“The Day After Tomorrow”
Centro Cultural de Belém
“The Day After Tomorrow” displayed a rough romanticism. Curated by Isabel Carlos, this was a show in the “provinces” that was not “provincial,” obsequious, or describing yet another horizon of “assimilation.” The exhibition functioned as a sober response to the malaise of the “end of history” syndicate and the smugness of the North. It also demonstrated that Carlos is neither innocent of the art of the North nor an isolationist, as it included major commissioned projects and works byJames Turrell, Cathy de Monchaux, Stephan Balkenhol, and Taro Chiezo.
Yeah, you would have found familiar themes had you been there to see it all. João Paulo Feliciano, Ângela Ferreira, Xana, and Gerardo Burmester are among the most promising of the Portuguese artists presented.

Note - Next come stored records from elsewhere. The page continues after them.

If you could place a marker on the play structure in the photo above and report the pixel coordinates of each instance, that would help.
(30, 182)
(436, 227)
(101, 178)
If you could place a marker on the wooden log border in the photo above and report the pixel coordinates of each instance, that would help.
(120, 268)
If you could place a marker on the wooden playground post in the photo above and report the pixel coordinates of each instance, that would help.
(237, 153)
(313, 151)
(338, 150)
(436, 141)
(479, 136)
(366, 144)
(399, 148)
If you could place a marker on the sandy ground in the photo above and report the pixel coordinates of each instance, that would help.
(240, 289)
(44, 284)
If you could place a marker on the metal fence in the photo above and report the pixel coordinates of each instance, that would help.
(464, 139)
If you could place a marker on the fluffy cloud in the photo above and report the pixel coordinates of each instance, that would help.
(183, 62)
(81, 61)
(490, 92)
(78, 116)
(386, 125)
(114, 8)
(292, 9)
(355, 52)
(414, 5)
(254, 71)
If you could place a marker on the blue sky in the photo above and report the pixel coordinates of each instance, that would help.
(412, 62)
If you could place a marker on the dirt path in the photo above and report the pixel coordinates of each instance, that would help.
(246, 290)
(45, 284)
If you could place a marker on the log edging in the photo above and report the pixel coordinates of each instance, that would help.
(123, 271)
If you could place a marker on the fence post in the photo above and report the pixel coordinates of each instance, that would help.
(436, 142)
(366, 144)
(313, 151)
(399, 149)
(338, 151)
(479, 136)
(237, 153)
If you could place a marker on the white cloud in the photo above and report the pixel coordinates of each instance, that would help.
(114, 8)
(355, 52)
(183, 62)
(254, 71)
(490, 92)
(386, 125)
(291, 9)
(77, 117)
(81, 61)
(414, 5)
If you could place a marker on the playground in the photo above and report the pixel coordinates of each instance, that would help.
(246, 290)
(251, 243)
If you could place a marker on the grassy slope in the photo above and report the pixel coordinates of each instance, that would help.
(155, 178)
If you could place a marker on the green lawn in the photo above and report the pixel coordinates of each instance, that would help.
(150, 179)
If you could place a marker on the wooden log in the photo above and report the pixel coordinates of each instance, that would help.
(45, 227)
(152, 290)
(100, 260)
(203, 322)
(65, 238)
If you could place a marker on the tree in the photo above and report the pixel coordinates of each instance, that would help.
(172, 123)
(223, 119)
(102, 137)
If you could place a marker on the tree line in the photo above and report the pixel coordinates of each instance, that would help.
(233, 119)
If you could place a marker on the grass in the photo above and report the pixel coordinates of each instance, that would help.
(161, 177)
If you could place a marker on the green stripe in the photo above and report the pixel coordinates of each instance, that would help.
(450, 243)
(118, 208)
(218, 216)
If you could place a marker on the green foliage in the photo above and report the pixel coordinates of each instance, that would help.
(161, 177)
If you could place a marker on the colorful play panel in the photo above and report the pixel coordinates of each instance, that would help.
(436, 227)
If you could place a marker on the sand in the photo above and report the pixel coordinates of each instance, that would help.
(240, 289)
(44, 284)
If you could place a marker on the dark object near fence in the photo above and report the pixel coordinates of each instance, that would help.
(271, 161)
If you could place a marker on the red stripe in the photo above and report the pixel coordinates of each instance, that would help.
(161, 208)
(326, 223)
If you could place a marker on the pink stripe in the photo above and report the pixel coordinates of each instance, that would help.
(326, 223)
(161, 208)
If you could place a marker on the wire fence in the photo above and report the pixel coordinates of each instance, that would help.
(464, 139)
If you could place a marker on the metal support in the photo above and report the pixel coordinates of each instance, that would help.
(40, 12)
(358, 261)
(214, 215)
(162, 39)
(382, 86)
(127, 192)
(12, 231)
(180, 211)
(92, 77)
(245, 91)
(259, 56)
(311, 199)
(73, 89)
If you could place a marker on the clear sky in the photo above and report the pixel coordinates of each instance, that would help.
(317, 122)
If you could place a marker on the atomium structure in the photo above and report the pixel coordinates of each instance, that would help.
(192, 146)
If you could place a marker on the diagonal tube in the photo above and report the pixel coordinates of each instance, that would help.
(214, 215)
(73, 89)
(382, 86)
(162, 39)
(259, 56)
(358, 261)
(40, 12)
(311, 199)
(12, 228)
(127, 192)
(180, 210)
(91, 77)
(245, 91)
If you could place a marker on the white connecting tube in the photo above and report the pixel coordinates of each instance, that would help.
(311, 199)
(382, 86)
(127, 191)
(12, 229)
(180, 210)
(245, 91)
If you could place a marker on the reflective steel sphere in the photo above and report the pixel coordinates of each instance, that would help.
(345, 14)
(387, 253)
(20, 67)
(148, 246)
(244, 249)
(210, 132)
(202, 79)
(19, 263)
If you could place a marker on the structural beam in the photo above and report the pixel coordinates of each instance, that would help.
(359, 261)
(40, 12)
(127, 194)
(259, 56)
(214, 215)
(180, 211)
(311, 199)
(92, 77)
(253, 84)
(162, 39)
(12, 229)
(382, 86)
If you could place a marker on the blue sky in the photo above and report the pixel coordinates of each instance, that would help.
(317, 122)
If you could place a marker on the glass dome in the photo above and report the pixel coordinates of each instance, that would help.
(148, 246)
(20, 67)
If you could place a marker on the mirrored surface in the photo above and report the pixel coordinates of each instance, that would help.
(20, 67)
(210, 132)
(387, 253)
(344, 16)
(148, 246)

Feliciano is light. As a member of the pop group “Tina and the Top Ten,” he designed The Big Red Puff Sound Site, 1994, to be a listening post for the band’s karmic beat. You entered to sample the droning feedback of guitars through headphones, as you lay gently cushioned by a wall-to-wall, cherry red, inflatable bean-bag thingy, contemplating the azure glow of the dropped ceiling. Think Tibetan Book of the Dead.
Ferreira is serious. She plays at the provincial rube who parades her own situation on the fringes of European culture. She is all chirpy and hyperactive over the prospect of finally getting out of the sticks. But the train is very, very late. The artist’s Departure Lounge is a large-scale color photograph of a section of Lisbon’s Gare Maritima; the image partially reveals the stunning, high-Modernist murals of José Almada Negreiros. Their significance remains enigmatic until contextualized alongside another of Ferreira’s works: a series of reconstructions and reinstallations of two of Carl Andre’s contributions to the definitive 1966 exhibition “Primary Structures.” Learning that these works have been fabricated and installed on the basis of her impression of them taken from a photographic installation view, we may appreciate how it is possible for an entire cultural moment that we New Yorkers take for granted to be framed and perceived by outsiders.

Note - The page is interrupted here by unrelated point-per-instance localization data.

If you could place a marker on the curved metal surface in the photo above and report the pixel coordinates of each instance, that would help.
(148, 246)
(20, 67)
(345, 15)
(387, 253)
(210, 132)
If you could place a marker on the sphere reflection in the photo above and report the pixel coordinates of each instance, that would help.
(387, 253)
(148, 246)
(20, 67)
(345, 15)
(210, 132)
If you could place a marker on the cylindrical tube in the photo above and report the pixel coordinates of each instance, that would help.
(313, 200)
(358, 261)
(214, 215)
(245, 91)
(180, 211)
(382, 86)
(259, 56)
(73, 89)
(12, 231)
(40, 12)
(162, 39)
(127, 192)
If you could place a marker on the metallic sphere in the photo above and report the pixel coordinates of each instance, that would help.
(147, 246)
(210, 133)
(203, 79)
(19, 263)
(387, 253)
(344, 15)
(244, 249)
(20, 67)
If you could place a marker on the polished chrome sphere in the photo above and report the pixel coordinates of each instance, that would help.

Burmester is camp. Treading ground similar to Ferreira, he demonstrates what it is like to “receive” the precious gifts of another cultural world, no matter how irrelevant and pompous they are. In Atelier, 1994, the artist presented a large, freestanding room: the exterior sumptuously paneled in rich hardwood, the interior completely tiled by white-felt squares. This was the studio; it housed stacks of felt, drawings on felt strewn about the floor and two wooden ladders leaning against a far wall, each supporting a felt bucket. Beuys lite you say? Don’t be so cynical: this felt was pure white, giving the impression that a luxuriant fungal growth had taken over. The constant operation of several copper-clad humidifiers at floor level created a suitably overbearing atmosphere; symbolic, perhaps, of the will to “sweat out” Baltic grayness.
Like everywhere else in the art world, money is key. Because Portugal lacks a permanent fund for the visual arts, an exhibition on the scale of “The Day After Tomorrow” could only have been realized with funds linked to Lisbon’s role as the 1994 Cultural Capital of Europe. The consequences for this new generation of artists and curators is clear enough: in the near term, survival strategies must necessarily be limited to the development of moves centered on a flat market for contemporary art and the good will of the Northern European Community. While a curator like Carlos must bank on more promising economic conditions in the long term, she does not have the luxury to sit around to wait for the benefits of recovery. Though for now, the Northern European Transatlantic art stream is the only game in town, the future of Portuguese art may rest with a proposed Southern Atlantic, Transmediterranean confederation.